Since this accepted answer, we have increased our syslog collection exponentially. We again started to run up against massive UDP receive errors. Tuning receive buffers did not resolve the issue this time. Turns out that disabling use_dns() greatly improved performance. We have not had an issue with it until about 4 months ago when we started rolling out Fortigate UTM's to all of our field offices. With use_dns() disabled, we are back to "near zero" UDP receive errors
Just wanted to provide an update.
Thanks
If running RHEL7:
https://access.redhat.com/documentation/en-US/Red_Hat_Enterprise_Linux/5/html/Tuning_and_Optimizing_...
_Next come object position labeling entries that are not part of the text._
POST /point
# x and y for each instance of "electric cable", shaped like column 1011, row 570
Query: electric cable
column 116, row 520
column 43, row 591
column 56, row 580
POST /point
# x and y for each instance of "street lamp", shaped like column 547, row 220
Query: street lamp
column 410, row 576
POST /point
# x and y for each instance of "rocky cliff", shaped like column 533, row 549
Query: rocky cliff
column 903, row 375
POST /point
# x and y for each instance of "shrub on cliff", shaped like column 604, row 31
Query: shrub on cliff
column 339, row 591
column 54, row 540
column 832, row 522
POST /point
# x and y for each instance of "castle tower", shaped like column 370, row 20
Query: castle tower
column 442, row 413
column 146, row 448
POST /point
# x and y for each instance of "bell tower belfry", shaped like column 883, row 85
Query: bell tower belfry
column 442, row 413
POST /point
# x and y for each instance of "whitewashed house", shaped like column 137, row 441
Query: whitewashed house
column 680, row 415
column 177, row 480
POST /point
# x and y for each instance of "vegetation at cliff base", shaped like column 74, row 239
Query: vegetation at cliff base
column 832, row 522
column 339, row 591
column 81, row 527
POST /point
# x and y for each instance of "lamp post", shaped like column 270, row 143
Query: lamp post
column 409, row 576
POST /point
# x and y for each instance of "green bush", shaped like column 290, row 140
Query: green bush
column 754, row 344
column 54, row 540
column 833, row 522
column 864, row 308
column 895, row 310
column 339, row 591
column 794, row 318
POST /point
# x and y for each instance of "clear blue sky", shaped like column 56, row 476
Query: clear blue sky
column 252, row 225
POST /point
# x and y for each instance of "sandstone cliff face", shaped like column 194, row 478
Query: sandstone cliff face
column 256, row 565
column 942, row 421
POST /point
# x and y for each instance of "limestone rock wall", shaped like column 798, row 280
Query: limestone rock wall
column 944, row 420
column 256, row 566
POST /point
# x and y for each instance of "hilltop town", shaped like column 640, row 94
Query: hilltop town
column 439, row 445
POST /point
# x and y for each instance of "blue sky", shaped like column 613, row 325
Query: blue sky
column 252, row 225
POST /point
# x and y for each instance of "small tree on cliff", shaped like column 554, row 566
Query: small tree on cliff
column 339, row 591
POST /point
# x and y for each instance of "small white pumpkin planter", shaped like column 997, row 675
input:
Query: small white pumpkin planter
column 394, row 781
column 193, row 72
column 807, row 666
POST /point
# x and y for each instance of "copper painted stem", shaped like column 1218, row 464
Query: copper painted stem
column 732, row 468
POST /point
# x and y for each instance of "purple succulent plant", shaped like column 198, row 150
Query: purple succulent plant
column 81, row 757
" To make the change permanent, add the following lines to the /etc/sysctl.conf file, which is used during the boot process:
net.core.rmem_default=
net.core.wmem_default=
net.core.rmem_max=
net.core.wmem_max=
Agreed, that you'll probably get better support in a forum more dedicated to syslog-ng questions. That said, we had similar issues a while back (before upgrading our syslog-ng collector box). When it was running on a dual core Xeon with 4GB of RAM (32bit CentOS 5.8) still, we had good results by changing the following configs. In syslog-ng.conf:
options {
keep_hostname(yes);
flush_lines(200);
log_fetch_limit(200);
log_fifo_size(5000);
time_sleep(20);
stats_freq(120);
};
And then, for the UDP and TCP segments of the "source" blocks, the
so_rcvbuf option needs to be included (as otherwise it has a ridiculous
default of "0" for this):
source s_remote {
tcp(ip(0.0.0.0) port(514) max-connections(1000) keep-alive(yes) so_rcvbuf(16777216));
udp(ip(0.0.0.0) port(514) so_rcvbuf(16777216));
};
I know the so_rcvbuf was a major factor in taking care of the packet drops we were seeing. And the other options (specifically log_fetch_limit, flush_lines and time_sleep) helped bring down the overall CPU usage of syslog-ng dramatically. Also note that the latest syslog-ng has an option to run multi-threaded. We haven't tried this yet, but it should improve performance I'd think.
In addition, if you're running a Linux kernel older than 2.6.18 (CentOS 4.x or 5.x... 6.x doesn't apply), some parameters in /etc/sysctl.conf need to be added/tweaked and then reboot the system:
net.core.rmem_max = 8738000
net.core.wmem_max = 6553600
net.ipv4.tcp_rmem = 8192 873800 8738000
net.ipv4.tcp_wmem = 4096 655360 6553600
That should do it.
Prior to all this, you should check "netstat -us" and "netstat -ts" to get a sense of how bad the packet loss is or isn't. This way you can also gauge the improvement any of these tweaks might make.
Hope it helps.
Cleared netstat counters. After 15 minutes here is the output from netstat -su
[root@HO-SPLUNKFW1 ~]# netstat -su
IcmpMsg:
InType8: 549
OutType0: 549
OutType3: 6
Udp:
851624 packets received
6 packets to unknown port received.
541184 packet receive errors
834 packets sent
IpExt:
InMcastPkts: 16
OutMcastPkts: 17
This probably isn't the right forum for this type of question. I suggest you try a forum more orientated to OS level support vs Splunk.